The 2030 Solid Waste Master Plan: Working Together Toward Zero Waste sets a waste reduction target of 30% by 2030 and 90% by 2050. Using a 2018 baseline of 5.7 million tons, the plan calls for reducing waste to 4 million tons per year by 2030. (MassDEP’s previous Solid Waste Master Plan, for 2010 through 2020, also targeted a 30% reduction over the decade, but data indicate that the actual reduction was about 16%.)

At the plan’s unveiling, Gov. Charlie Baker said it “will significantly improve the Commonwealth’s waste management system and provide important environmental, climate and economic benefits.” He noted that the plan sets “new, aggressive state-level waste reduction goals that align with our carbon emission reduction programs, invest in innovation, and enhance ongoing engagement with communities across the Commonwealth.”

The plan outlines several strategies to achieve its waste reduction goals, including diverting more food waste (the largest single source of divertable waste) and reducing or phasing out materials that are difficult to recycle, such as single-use plastics and packaging.

The plan sets a secondary goal of reducing the toxicity of the waste stream by improving the availability of household hazardous waste collection programs and implementing producer responsibility approaches for targeted materials.

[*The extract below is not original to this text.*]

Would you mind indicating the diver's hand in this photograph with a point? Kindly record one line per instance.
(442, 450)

The plan notes that reducing waste can lead to a significant reduction in greenhouse gas emissions. Achieving the 2030 waste reduction goal could prevent more than 1.7 million metric tons of carbon dioxide from entering the atmosphere, based on a model from the U.S. Environmental Protection Agency.

By reducing the disposal of plastics, MassDEP aims to achieve a reduction of 300,000 metric tons of CO2-equivalent emissions annually from municipal waste combustors. This goal helps to align the 2030 Solid Waste Master Plan with the Baker-Polito administration’s 2030 Clean Energy and Climate Plan and 2050 Decarbonization Roadmap, as well as with the emissions reduction requirements in climate legislation enacted in March.

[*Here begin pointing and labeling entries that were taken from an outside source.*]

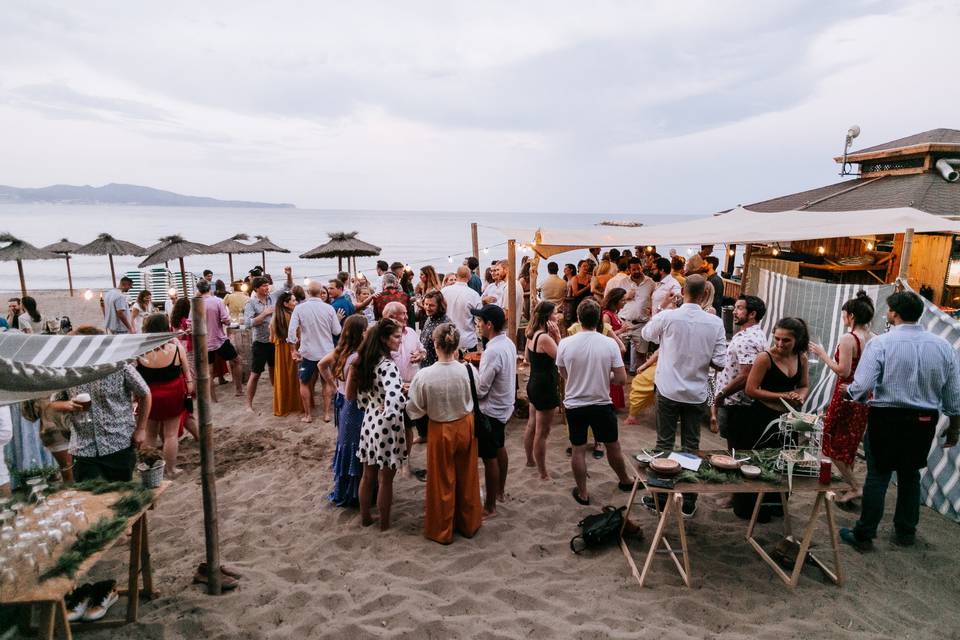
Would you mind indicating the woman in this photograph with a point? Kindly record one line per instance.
(442, 394)
(30, 320)
(846, 420)
(612, 303)
(286, 384)
(140, 309)
(167, 373)
(347, 468)
(374, 383)
(778, 374)
(543, 336)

A “major new and expanded initiative” identified by MassDEP in the master plan is its commitment to work with the Legislature and its Zero Waste Caucus and other stakeholders to develop an effective approach to reducing single-use packaging; advance extended producer responsibility (EPR) systems for paint, mattresses, electronics and other products and packaging; and continue to administer and enhance existing EPR programs (such as for certain beverage containers and mercury products).

In testimony to the Joint Committee on Environment, Natural Resources and Agriculture in June, the MMA endorsed EPR legislation for a range of products and for packaging.

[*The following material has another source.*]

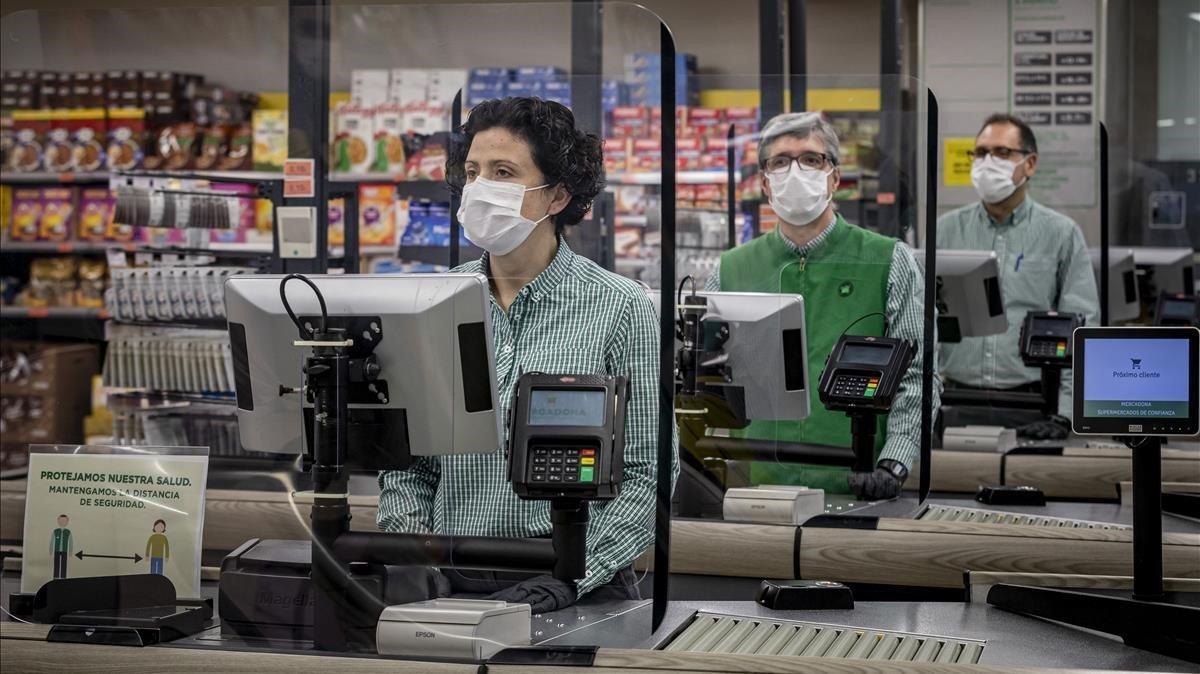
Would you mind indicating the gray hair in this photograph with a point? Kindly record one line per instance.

In December 2019, the MMA submitted written comments on a draft of the Solid Waste Master Plan. MassDEP reopened the public comment period between July and September 2020 to encourage additional feedback on issues of environmental justice, climate change, and the impacts of the COVID-19 pandemic on solid waste management in Massachusetts.

MassDEP plans to conduct a mid-course program and policy assessment by 2025, which will report on the progress in implementing the programs and policies identified in the plan.

MassDEP is also promulgating regulations to expand its current waste disposal bans for commercial organic/food waste, mattresses and textiles. Amendments to 310 CMR 19.000: Solid Waste Management Facility Regulations will lower the commercial food waste ban threshold from one ton to one-half ton of generation per week and add mattresses and textiles to the list of materials banned from disposal or transport for disposal in Massachusetts. These amended regulations are due to go into effect in November 2022.

In response to MassDEP’s initial proposal to implement a disposal ban for mattresses and textiles, the MMA submitted written comments last December expressing support for the intentions but concern about whether there is sufficient recycling infrastructure in place statewide to support municipalities in diverting these materials from landfills.

In testimony to the Environment Committee in June, the MMA expressed support for passing extended producer responsibility legislation for mattresses this legislative session in advance of a full waste ban. The legislation would expand mattress recycling infrastructure and shift the cost and materials management burden for these bulky items from municipalities to manufacturers.